Pivot Table¶
General¶
Let’s begin by importing VerticaPy.
import verticapy as vp
Let’s also import numpy to create a random dataset.
import numpy as np
Let’s generate a dataset using the following data.
N = 100 # Number of records
data = vp.vDataFrame({
"category1": [np.random.choice(['A','B','C']) for _ in range(N)],
"category2": [np.random.choice(['D','E']) for _ in range(N)],
"score1": np.random.normal(10, 2, N),
"score2": np.random.normal(5, 1.5, N),
})
In the context of data visualization, we have the flexibility to harness multiple plotting libraries to craft a wide range of graphical representations. VerticaPy, as a versatile tool, provides support for several graphic libraries, such as Matplotlib, Highcharts, and Plotly. Each of these libraries offers unique features and capabilities, allowing us to choose the most suitable one for our specific data visualization needs.

Note
To select the desired plotting library, we simply need to use the set_option function. VerticaPy offers the flexibility to smoothly transition between different plotting libraries. In instances where a particular graphic is not supported by the chosen library or is not supported within the VerticaPy framework, the tool will automatically generate a warning and then switch to an alternative library where the graphic can be created.

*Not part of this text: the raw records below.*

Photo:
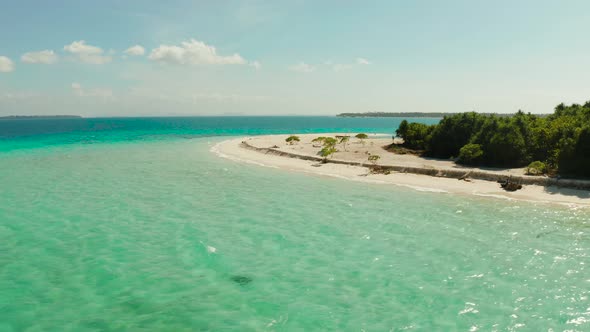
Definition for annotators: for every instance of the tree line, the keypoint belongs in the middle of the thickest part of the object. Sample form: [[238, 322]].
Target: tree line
[[558, 143]]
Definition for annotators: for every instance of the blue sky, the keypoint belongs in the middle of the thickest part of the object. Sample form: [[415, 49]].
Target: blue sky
[[128, 58]]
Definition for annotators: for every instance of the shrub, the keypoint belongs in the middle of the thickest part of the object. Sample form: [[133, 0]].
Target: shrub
[[470, 154], [328, 151], [374, 158], [292, 139], [330, 141], [536, 168]]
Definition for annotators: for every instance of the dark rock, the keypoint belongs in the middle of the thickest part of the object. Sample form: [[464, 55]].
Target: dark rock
[[241, 280]]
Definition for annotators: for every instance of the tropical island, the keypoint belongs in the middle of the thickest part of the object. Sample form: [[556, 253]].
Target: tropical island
[[557, 144], [413, 114], [539, 158]]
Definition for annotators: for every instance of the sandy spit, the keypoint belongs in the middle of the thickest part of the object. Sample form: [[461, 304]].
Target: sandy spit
[[357, 151]]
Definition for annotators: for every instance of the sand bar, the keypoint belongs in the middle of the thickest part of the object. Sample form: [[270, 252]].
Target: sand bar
[[273, 151]]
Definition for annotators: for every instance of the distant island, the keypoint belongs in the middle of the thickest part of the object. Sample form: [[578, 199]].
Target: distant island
[[414, 114], [39, 117]]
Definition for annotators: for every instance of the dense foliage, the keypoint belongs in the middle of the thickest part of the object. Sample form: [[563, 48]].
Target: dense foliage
[[561, 141]]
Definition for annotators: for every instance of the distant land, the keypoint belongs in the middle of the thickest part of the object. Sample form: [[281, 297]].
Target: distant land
[[38, 117], [413, 114]]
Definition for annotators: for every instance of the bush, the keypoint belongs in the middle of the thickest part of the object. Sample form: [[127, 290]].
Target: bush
[[328, 151], [374, 158], [470, 154], [536, 168], [292, 139]]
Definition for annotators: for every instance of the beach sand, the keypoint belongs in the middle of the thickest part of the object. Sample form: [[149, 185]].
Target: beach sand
[[357, 152]]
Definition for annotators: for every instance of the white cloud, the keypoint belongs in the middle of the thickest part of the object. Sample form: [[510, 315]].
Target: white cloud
[[362, 61], [193, 52], [302, 67], [87, 53], [45, 57], [135, 50], [340, 67], [6, 65], [101, 93], [255, 64]]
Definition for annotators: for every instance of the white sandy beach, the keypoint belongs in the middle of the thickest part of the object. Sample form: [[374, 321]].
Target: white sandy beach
[[357, 152]]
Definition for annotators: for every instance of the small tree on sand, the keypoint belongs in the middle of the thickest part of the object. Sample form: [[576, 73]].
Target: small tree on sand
[[330, 141], [292, 139], [374, 158], [362, 137], [344, 140]]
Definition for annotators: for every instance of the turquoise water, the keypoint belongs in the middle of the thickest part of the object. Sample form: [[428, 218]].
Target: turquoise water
[[146, 229]]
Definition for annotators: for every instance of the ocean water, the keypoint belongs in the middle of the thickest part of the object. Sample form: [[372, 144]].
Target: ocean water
[[134, 224]]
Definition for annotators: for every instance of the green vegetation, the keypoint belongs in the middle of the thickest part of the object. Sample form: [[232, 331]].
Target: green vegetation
[[470, 154], [292, 139], [536, 168], [362, 137], [318, 139], [373, 158], [406, 115], [414, 134], [330, 141], [328, 151], [561, 140], [343, 141], [329, 146]]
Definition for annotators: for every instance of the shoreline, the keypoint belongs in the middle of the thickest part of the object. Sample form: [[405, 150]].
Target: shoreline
[[421, 174]]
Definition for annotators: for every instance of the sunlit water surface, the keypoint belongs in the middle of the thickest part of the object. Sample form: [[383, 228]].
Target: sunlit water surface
[[162, 234]]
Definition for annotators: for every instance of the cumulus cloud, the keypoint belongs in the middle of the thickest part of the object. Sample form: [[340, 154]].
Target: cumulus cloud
[[255, 64], [193, 52], [302, 67], [135, 50], [44, 57], [362, 61], [101, 93], [6, 65], [87, 53]]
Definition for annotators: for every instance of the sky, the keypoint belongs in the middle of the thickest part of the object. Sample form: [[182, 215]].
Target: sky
[[224, 57]]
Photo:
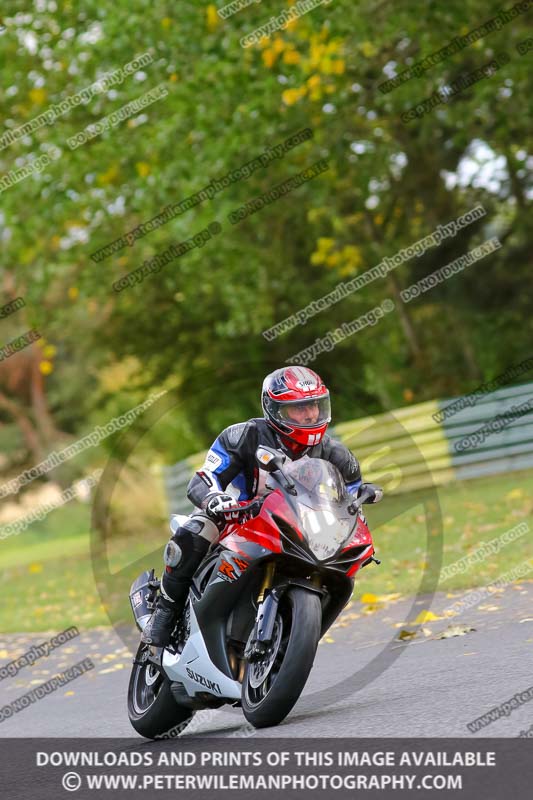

Please click on the tabs to view the various graphics generated by the different plotting libraries.
We can switch to using the plotly module.
vp.set_option("plotting_lib", "plotly")
VerticaPy has the capability to calculate comprehensive pivot tables and can also automatically discretize and group numerical features, simplifying the data analysis process.
data.pivot_table(columns = ["category1", "category2"])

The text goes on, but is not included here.